<div style="text-align: center; font-size: 30px; font-weight: bold; margin-bottom: 20px;">
    Program 3
</div>


### **Aim**
Understanding Artificial Neural Networks (ANN) and the role of activation functions in influencing accuracy and data transformation.

### **Theory**

#### Multilayer Perceptron (MLP)

A Multilayer Perceptron is a deep neural network composed of fully connected layers, each followed by a non-linear activation function. MLPs are capable of learning complex non-linear patterns through iterative weight updates using backpropagation. They rely on dense connections and activations to transform input data into meaningful internal representations.

#### Data Augmentation

Data augmentation artificially expands the training dataset by applying random transformations such as rotations, translations, flips, and intensity changes. For image tasks, augmentation increases data variability and helps the model generalize better to unseen samples. It reduces overfitting by preventing the network from memorizing training examples and exposes the model to more diverse scenarios without collecting new data.

#### Optimizers

Optimizers control how model weights are updated during training.

* **SGD (Stochastic Gradient Descent)** performs parameter updates using mini-batch gradients. It is simple and effective but may converge slowly.
* **Adam** adapts learning rates for each parameter using estimates of first and second moments of gradients, allowing faster and more stable convergence.
* **RMSProp** maintains a moving average of squared gradients and adapts learning rates, making it effective for training non-stationary problems.

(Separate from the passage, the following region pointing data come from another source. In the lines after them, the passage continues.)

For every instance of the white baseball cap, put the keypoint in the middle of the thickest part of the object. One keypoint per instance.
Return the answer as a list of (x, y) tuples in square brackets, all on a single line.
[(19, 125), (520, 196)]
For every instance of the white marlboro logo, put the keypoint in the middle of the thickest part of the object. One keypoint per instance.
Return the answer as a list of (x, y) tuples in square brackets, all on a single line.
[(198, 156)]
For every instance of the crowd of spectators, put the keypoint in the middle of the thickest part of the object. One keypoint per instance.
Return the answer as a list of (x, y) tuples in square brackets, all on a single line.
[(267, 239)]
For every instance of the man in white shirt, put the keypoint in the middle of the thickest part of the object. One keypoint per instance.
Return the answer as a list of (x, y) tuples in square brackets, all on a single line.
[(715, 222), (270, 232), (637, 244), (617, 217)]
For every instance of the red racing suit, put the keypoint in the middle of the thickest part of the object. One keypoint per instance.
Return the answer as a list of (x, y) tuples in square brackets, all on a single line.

Different optimizers influence training speed, stability, and final accuracy depending on the dataset and architecture.

#### Dropout

Dropout randomly disables a fraction of neurons during training with a specified probability. This prevents neurons from co-adapting too heavily on specific features, thereby reducing overfitting. When dropout is used, the network learns more robust feature representations. During inference, dropout is turned off, and the network uses all connections scaled appropriately.

#### Training Dynamics

Combining data augmentation, appropriate optimizers, and dropout significantly improves MLP performance. Augmentation increases diversity, dropout reduces overfitting, and optimizers ensure efficient and stable learning. Together, these components help build resilient and high-performing neural network models.

### **Source Code**

#### Importing Dependencies

In [3]:
import torch
import torch.nn as nn
import torch.optim as optim
from torchvision import datasets, transforms
from torch.utils.data import DataLoader, random_split, Subset
import numpy as np
import itertools

#### Data augmentation

In [5]:
# Data augmentation for training
train_transform = transforms.Compose([
    transforms.RandomRotation(10), # random rotation
    transforms.RandomAffine(0, translate=(0.1, 0.1)), # random translations
    transforms.ToTensor(), # 0-1 torch tensor
    transforms.Normalize((0.5,), (0.5,)) # normalizing pixels (-1,1)
])

# No augmentation for test set
test_transform = transforms.Compose([
    transforms.ToTensor(),
    transforms.Normalize((0.5,), (0.5,))
])

#### Loading Dataset

In [6]:
train_dataset = datasets.MNIST(root="./data", train=True, download=True, transform=train_transform)
test_dataset = datasets.MNIST(root="./data", train=False, download=True, transform=test_transform)

train_subset, val_subset = random_split(train_dataset, [50000, 10000])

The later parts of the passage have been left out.